On Apple’s litigation with Samsung:
… It is awkward. I hate litigation. I absolutely hate it. For us, this is about values. What we would like, in a perfect world, is for everyone to invent their own stuff. We love competition. But we want people to have their own ideas and invent their own stuff. So after lots of trying, we felt we had no other choice.
On why mobile software head Scott Forstall and retail chief John Browett were replaced:
…The key in the change that you’re referencing is my deep belief that collaboration is essential for innovation and I didn’t just start believing that. I’ve always believed that. It’s always been a core belief at Apple. Steve very deeply believed this and so how do we keep doing that and keep taking it to an even higher level? You have to be an A-plus at collaboration.

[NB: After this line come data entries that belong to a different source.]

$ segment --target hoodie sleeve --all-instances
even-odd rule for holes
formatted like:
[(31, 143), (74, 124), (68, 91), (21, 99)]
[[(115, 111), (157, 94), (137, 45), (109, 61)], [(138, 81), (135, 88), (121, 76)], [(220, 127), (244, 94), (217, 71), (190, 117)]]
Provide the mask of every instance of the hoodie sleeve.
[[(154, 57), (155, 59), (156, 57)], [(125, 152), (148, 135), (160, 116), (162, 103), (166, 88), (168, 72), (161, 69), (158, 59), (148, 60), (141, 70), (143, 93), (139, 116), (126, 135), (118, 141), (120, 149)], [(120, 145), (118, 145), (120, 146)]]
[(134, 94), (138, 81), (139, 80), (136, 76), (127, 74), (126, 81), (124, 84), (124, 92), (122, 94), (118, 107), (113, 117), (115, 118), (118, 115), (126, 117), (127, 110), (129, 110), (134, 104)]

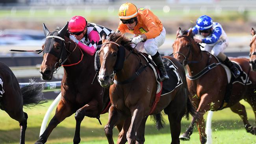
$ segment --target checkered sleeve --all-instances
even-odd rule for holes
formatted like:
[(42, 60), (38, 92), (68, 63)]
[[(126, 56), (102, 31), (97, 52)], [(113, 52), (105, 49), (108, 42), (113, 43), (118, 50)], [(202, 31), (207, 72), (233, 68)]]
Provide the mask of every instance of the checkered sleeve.
[(89, 42), (88, 46), (90, 47), (93, 46), (95, 49), (97, 48), (100, 39), (100, 35), (98, 31), (94, 30), (91, 31), (88, 35), (88, 38)]

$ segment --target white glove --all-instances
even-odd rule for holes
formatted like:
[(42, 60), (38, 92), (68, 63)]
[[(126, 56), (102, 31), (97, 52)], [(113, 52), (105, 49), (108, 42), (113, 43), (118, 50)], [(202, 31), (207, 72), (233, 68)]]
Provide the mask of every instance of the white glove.
[(69, 36), (69, 39), (70, 39), (71, 40), (73, 41), (73, 42), (76, 42), (76, 44), (78, 44), (78, 42), (79, 42), (79, 41), (78, 40), (76, 39), (76, 37), (75, 37), (75, 36), (74, 36), (73, 35), (70, 35)]
[(137, 37), (134, 37), (132, 38), (132, 42), (133, 43), (135, 44), (137, 44), (138, 43), (141, 42), (143, 41), (143, 38), (141, 38), (141, 35), (139, 35)]

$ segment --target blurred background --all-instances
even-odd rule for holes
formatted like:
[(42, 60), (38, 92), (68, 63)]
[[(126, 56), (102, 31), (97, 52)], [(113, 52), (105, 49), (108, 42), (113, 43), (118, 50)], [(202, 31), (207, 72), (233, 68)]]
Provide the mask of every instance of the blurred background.
[[(115, 30), (119, 22), (118, 9), (126, 1), (0, 0), (0, 61), (9, 66), (37, 66), (36, 70), (30, 67), (31, 70), (29, 73), (25, 71), (25, 75), (22, 75), (23, 72), (20, 71), (17, 76), (20, 82), (28, 81), (26, 75), (39, 78), (38, 67), (42, 60), (42, 54), (11, 52), (9, 50), (41, 49), (45, 39), (43, 23), (45, 23), (50, 31), (52, 31), (57, 26), (63, 26), (74, 15), (83, 16), (89, 22), (95, 23)], [(225, 52), (228, 55), (243, 57), (248, 55), (251, 37), (250, 31), (256, 24), (254, 16), (256, 1), (147, 0), (129, 2), (134, 3), (138, 8), (150, 9), (162, 22), (167, 31), (165, 42), (159, 50), (162, 55), (172, 53), (171, 46), (179, 27), (188, 29), (195, 25), (198, 17), (207, 15), (214, 21), (220, 23), (227, 33), (230, 44)], [(24, 70), (28, 68), (25, 68)], [(59, 70), (52, 81), (60, 80), (61, 74), (61, 70)]]
[[(11, 67), (20, 83), (28, 82), (28, 79), (30, 78), (35, 78), (39, 81), (43, 81), (39, 73), (39, 68), (43, 60), (42, 53), (37, 54), (35, 52), (10, 52), (9, 50), (41, 49), (42, 44), (45, 41), (43, 31), (43, 23), (45, 23), (49, 30), (52, 31), (57, 26), (65, 26), (70, 18), (74, 15), (82, 16), (89, 22), (102, 25), (115, 30), (120, 20), (117, 15), (119, 7), (126, 1), (133, 3), (138, 8), (145, 7), (150, 9), (162, 21), (166, 30), (167, 36), (165, 43), (159, 48), (159, 51), (161, 55), (167, 55), (172, 53), (172, 45), (176, 38), (176, 31), (179, 27), (182, 29), (188, 29), (196, 24), (195, 22), (199, 17), (206, 15), (211, 17), (214, 21), (220, 23), (227, 33), (230, 43), (228, 47), (224, 51), (225, 54), (228, 56), (248, 57), (250, 49), (249, 44), (252, 38), (250, 32), (252, 28), (254, 27), (256, 25), (255, 0), (0, 0), (0, 61), (4, 62)], [(129, 35), (127, 36), (129, 36)], [(63, 74), (63, 70), (61, 69), (57, 74), (54, 75), (54, 78), (51, 81), (61, 81)], [(48, 99), (53, 99), (59, 92), (58, 90), (47, 92), (45, 93), (45, 96)], [(48, 106), (47, 105), (46, 107)], [(227, 111), (227, 113), (230, 112), (230, 110)], [(38, 111), (35, 111), (34, 113), (39, 114)], [(239, 119), (238, 116), (236, 116), (236, 117), (234, 118), (235, 119)], [(43, 116), (43, 115), (40, 116), (42, 117)], [(36, 116), (37, 116), (35, 115), (35, 117)], [(249, 115), (249, 116), (252, 118), (250, 120), (253, 120), (253, 116)], [(104, 124), (107, 120), (107, 116), (106, 117), (106, 120), (103, 120)], [(72, 118), (74, 119), (73, 117)], [(39, 125), (42, 120), (41, 119), (38, 120)], [(68, 122), (64, 123), (63, 126), (65, 125), (65, 126), (70, 126), (69, 124), (71, 122), (69, 120), (67, 120)], [(221, 120), (230, 124), (233, 122), (234, 120)], [(95, 120), (94, 121), (95, 122), (97, 122)], [(15, 122), (17, 123), (17, 122)], [(148, 130), (151, 129), (154, 126), (151, 126), (154, 125), (153, 123), (152, 122), (151, 122), (151, 125), (146, 127)], [(185, 127), (188, 126), (189, 122), (187, 121)], [(241, 127), (234, 126), (232, 128), (229, 127), (231, 129), (234, 128), (237, 131), (241, 128), (241, 131), (246, 135), (244, 137), (247, 137), (249, 139), (255, 138), (255, 137), (248, 137), (247, 135), (250, 134), (246, 134), (244, 131), (245, 130), (243, 129), (243, 124), (241, 122), (239, 124)], [(97, 124), (98, 125), (98, 124)], [(94, 128), (96, 126), (94, 125), (91, 126), (93, 127), (91, 129), (89, 129), (89, 131), (93, 133), (93, 129), (95, 129)], [(213, 124), (213, 126), (214, 126)], [(16, 126), (18, 126), (18, 124)], [(16, 126), (15, 127), (18, 129)], [(35, 127), (39, 126), (36, 125)], [(166, 137), (169, 137), (169, 134), (168, 131), (169, 130), (168, 127), (167, 127), (167, 129), (161, 133), (164, 133)], [(216, 127), (219, 128), (216, 128), (216, 131), (219, 128), (219, 125)], [(183, 127), (182, 130), (184, 130), (185, 128)], [(6, 130), (9, 128), (6, 127)], [(36, 127), (34, 129), (35, 129), (30, 130), (30, 133), (29, 133), (29, 130), (28, 133), (32, 136), (32, 137), (28, 138), (29, 140), (35, 142), (35, 137), (38, 137), (38, 128)], [(2, 129), (4, 128), (0, 129), (0, 132), (4, 132), (1, 133), (2, 135), (7, 131), (11, 133), (17, 133), (17, 134), (19, 135), (19, 130), (17, 129), (5, 131), (5, 129)], [(69, 130), (69, 128), (60, 129), (59, 130), (61, 131)], [(82, 128), (81, 129), (84, 130)], [(70, 129), (72, 129), (70, 130), (71, 131), (74, 131), (74, 127)], [(106, 143), (106, 138), (102, 129), (102, 127), (96, 129), (96, 131), (100, 131), (101, 134), (93, 137), (97, 137), (97, 138), (100, 137), (100, 139), (105, 140), (102, 143)], [(154, 129), (155, 129), (154, 128)], [(35, 133), (35, 131), (36, 132)], [(58, 131), (56, 130), (55, 131)], [(0, 143), (18, 143), (18, 139), (16, 139), (18, 138), (17, 138), (13, 141), (5, 139), (5, 137), (7, 137), (8, 133), (6, 133), (5, 136), (0, 137)], [(228, 137), (230, 133), (229, 134), (227, 133), (226, 135), (227, 135), (227, 137)], [(57, 133), (53, 135), (54, 136), (52, 136), (53, 137), (52, 138), (52, 138), (54, 140), (52, 142), (52, 143), (58, 143), (57, 142), (60, 140), (60, 137), (64, 139), (67, 137), (69, 139), (67, 140), (71, 139), (70, 142), (72, 143), (72, 133), (65, 134), (66, 135), (64, 135), (62, 137)], [(81, 135), (84, 135), (84, 133), (81, 134)], [(241, 135), (243, 135), (243, 134)], [(250, 135), (249, 136), (251, 136)], [(146, 136), (146, 138), (149, 138), (148, 136)], [(84, 138), (83, 138), (84, 140)], [(93, 137), (89, 140), (91, 140), (93, 138)], [(161, 139), (161, 138), (157, 138), (159, 140)], [(195, 136), (194, 138), (196, 140), (195, 141), (196, 142), (194, 143), (199, 143), (198, 135)], [(232, 138), (230, 138), (230, 139)], [(241, 140), (241, 142), (243, 142), (243, 143), (245, 144), (256, 142), (255, 139), (249, 140), (249, 143), (244, 143), (244, 139)], [(218, 140), (220, 140), (219, 139)], [(33, 143), (31, 142), (31, 143)], [(221, 141), (218, 141), (218, 142), (215, 143), (222, 143), (220, 142)], [(49, 143), (51, 143), (50, 142)], [(91, 143), (94, 143), (92, 142)]]

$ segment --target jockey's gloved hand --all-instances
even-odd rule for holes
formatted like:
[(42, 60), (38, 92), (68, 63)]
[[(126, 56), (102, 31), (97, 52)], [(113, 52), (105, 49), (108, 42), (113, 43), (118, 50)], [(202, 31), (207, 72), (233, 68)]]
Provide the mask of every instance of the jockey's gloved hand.
[(135, 44), (137, 44), (138, 43), (141, 42), (143, 40), (143, 38), (141, 37), (141, 35), (139, 35), (137, 37), (134, 37), (132, 38), (132, 42)]
[(69, 36), (69, 39), (70, 39), (71, 40), (73, 41), (74, 41), (74, 42), (76, 42), (76, 44), (78, 44), (78, 42), (79, 42), (79, 41), (77, 39), (76, 39), (76, 37), (75, 37), (75, 36), (74, 36), (74, 35), (70, 35)]

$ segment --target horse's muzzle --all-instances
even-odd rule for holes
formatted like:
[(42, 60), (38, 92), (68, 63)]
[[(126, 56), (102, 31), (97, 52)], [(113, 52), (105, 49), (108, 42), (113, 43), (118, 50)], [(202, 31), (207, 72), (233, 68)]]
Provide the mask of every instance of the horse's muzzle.
[(110, 78), (109, 76), (98, 76), (98, 80), (102, 87), (108, 87), (114, 83), (114, 82)]
[(40, 73), (42, 74), (42, 78), (46, 81), (49, 81), (52, 79), (53, 72), (52, 70), (45, 70), (43, 71), (40, 70)]

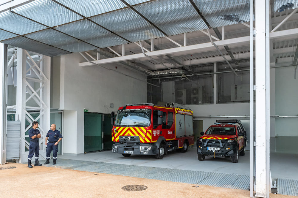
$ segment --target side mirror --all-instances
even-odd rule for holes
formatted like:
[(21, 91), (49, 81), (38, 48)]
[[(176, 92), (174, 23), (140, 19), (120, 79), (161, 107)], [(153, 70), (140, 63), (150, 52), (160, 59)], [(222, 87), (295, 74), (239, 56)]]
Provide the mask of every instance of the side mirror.
[(160, 117), (157, 118), (157, 124), (158, 125), (162, 124), (163, 123), (163, 122), (162, 121), (162, 118), (161, 118)]
[(162, 111), (159, 111), (157, 112), (157, 115), (158, 115), (159, 116), (162, 115), (163, 113), (163, 112)]
[(115, 116), (115, 112), (112, 112), (111, 113), (111, 125), (113, 125), (114, 124), (114, 116)]

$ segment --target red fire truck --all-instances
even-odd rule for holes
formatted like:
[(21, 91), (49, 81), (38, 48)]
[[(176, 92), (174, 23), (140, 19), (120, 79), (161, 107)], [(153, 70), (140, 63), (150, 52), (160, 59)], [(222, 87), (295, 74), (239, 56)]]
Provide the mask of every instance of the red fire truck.
[(131, 154), (155, 155), (168, 151), (186, 152), (194, 144), (193, 111), (179, 104), (127, 104), (111, 115), (112, 151), (125, 157)]

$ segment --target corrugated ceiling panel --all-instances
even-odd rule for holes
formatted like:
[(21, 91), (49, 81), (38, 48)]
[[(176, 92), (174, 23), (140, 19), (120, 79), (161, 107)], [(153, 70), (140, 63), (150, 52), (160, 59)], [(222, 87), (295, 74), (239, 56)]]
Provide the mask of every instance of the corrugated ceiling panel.
[(21, 37), (7, 40), (3, 43), (49, 56), (56, 56), (70, 53), (64, 50)]
[(87, 20), (59, 26), (57, 29), (98, 47), (127, 43), (125, 40)]
[(86, 17), (126, 7), (119, 0), (57, 0), (57, 1)]
[(24, 34), (46, 28), (9, 11), (0, 13), (0, 28), (15, 34)]
[(193, 0), (212, 27), (249, 21), (249, 0)]
[(26, 35), (26, 37), (74, 53), (96, 49), (96, 47), (50, 29)]
[(17, 35), (0, 30), (0, 42), (3, 40), (17, 36)]
[(12, 10), (50, 27), (83, 18), (51, 0), (35, 1)]
[(164, 36), (129, 9), (92, 17), (91, 19), (132, 42)]
[(160, 0), (135, 8), (168, 35), (207, 28), (188, 1)]
[(298, 7), (297, 0), (271, 0), (272, 12), (283, 12)]

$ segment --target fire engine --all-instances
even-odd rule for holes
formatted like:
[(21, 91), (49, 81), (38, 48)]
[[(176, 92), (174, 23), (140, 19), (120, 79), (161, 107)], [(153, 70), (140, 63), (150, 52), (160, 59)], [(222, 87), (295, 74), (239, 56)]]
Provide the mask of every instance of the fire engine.
[(193, 111), (179, 104), (126, 104), (111, 113), (112, 151), (125, 157), (154, 155), (162, 158), (168, 151), (186, 152), (194, 144)]

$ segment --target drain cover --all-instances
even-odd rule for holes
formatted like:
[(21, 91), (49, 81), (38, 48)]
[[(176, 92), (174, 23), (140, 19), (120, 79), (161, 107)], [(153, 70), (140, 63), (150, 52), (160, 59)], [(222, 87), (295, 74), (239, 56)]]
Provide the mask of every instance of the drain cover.
[(128, 185), (121, 188), (125, 191), (140, 191), (146, 190), (148, 187), (143, 185)]
[(11, 168), (16, 168), (16, 166), (8, 166), (7, 167), (0, 167), (0, 170), (4, 170), (4, 169), (10, 169)]

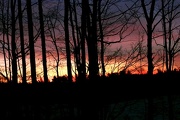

• On Apple manufacturing in the U.S.:
… It’s not known well that the engine for the iPhone and iPad is made in the U.S., and many of these are also exported the engine, the processor. The glass is made in Kentucky. And next year we are going to bring some production to the U.S. on the Mac. We’ve been working on this for a long time, and we were getting closer to it. It will happen in 2013. We’re really proud of it. We could have quickly maybe done just assembly, but it’s broader because we wanted to do something more substantial. So we’ll literally invest over $100 million. This doesn’t mean that Apple will do it ourselves, but we’ll be working with people, and we’ll be investing our money.
• On how Steve Jobs made Cook’s elevation to CEO drama-free—and unburdened Apple from the past:
…He goes, “I never want you to ask what I would have done. Just do what’s right.” He was very clear. He was making this point, and he says, “I hope you listen to my input if I want to input on something.” I said, “Of course.” (Laughs.) But he was so clear, and I have to tell you that it’s probably removed a tremendous burden from me that would have been there otherwise. And he repeated this much closer to his passing. I think in the second instance, I think he did that because he knew it would lift a burden. It was his way of making sure Apple would not be burdened by the past.
• On what others didn’t know about Steve Jobs:
…Maybe the most underappreciated thing about Steve was that he had the courage to change his mind. And you know it’s a talent.
The new issue of Bloomberg Businessweek, with this 13-page cover story, is on newsstands today, Friday, December 7.